Mieszkańcy ulicy Prostej w Kielcach protestują przeciwko przygotowanej przez drogowców modernizacji tej ulicy, na odcinku między Cedzyńską i Zagórską. Domagają się, aby Miejski Zarząd Dróg zmienił projekt przebudowy.
Wiesław Koza, który reprezentuje mieszkańców ulicy Prostej, mówi, że domagają się oni przede wszystkim odsunięcia jezdni od domów. Zdaniem protestujących, drogowcy postanowili oszczędzić pieniądze i założyli w projekcie przesunięcie ulicy w stronę zabudowań. – Po południowej stronie Prostej jest zdecydowanie mniej domów. Tam jednak znajduje się gazociąg i dlatego taniej i łatwiej było przesunąć drogę ludziom pod okna domów, niż zmieniać lokalizację gazociągu – mówi Wiesław Koza.

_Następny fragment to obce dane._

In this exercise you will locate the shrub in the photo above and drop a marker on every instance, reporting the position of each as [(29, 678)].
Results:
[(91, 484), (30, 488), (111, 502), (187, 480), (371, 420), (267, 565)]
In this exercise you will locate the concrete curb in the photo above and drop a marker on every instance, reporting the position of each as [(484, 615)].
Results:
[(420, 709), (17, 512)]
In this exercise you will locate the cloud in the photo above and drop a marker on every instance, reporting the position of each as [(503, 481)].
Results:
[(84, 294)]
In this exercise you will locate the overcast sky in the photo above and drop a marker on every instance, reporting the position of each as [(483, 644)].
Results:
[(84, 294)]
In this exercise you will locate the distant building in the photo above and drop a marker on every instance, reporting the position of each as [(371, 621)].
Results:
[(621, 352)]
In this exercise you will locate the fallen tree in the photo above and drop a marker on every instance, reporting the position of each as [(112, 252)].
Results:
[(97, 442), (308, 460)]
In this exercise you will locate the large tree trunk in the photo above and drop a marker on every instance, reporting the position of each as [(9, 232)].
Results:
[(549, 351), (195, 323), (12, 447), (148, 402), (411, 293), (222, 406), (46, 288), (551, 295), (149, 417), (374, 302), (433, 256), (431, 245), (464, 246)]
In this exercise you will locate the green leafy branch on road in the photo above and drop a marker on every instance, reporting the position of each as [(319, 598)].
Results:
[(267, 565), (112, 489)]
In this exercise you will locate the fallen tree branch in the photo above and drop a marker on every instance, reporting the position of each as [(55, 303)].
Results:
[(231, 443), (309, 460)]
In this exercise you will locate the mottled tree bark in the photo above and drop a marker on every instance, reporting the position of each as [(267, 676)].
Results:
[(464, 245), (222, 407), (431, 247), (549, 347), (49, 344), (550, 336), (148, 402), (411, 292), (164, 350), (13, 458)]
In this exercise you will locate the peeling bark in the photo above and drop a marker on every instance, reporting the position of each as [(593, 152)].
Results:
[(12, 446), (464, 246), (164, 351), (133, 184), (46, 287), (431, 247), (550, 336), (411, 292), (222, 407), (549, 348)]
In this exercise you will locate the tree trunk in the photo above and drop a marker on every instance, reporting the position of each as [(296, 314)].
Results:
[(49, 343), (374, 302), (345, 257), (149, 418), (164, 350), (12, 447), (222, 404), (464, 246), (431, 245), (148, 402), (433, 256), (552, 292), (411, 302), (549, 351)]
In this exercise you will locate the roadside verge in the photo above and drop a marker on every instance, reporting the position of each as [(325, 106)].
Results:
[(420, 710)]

Jarosław Skrzydło, rzecznik prasowy MZD, potwierdza, że projekt został przygotowany tak, aby przebudowa ulicy Prostej kosztowała jak najmniej. Mówi, że zakładano korektę dotychczasowego przebiegu, tak by nie ingerować w gazociąg. Tłumaczy, że jego przesunięcie wiązałoby się z wzrostem kosztów planowanej inwestycji nawet o 1 mln zł. Jarosław Skrzydło deklaruje jednak, że protesty mieszkańców zostaną uwzględnione. Dodaje, że MZD zobowiązało już projektanta do wprowadzenia zmian w projekcie, które będą zgodne z oczekiwaniami mieszkańców.
Drogowcy zakładają, że modernizacja gruntowego obecnie odcinka ulicy Prostej rozpocznie się najwcześniej w 2018 roku. Wartość inwestycji wstępnie oszacowano na 10 milionów złotych.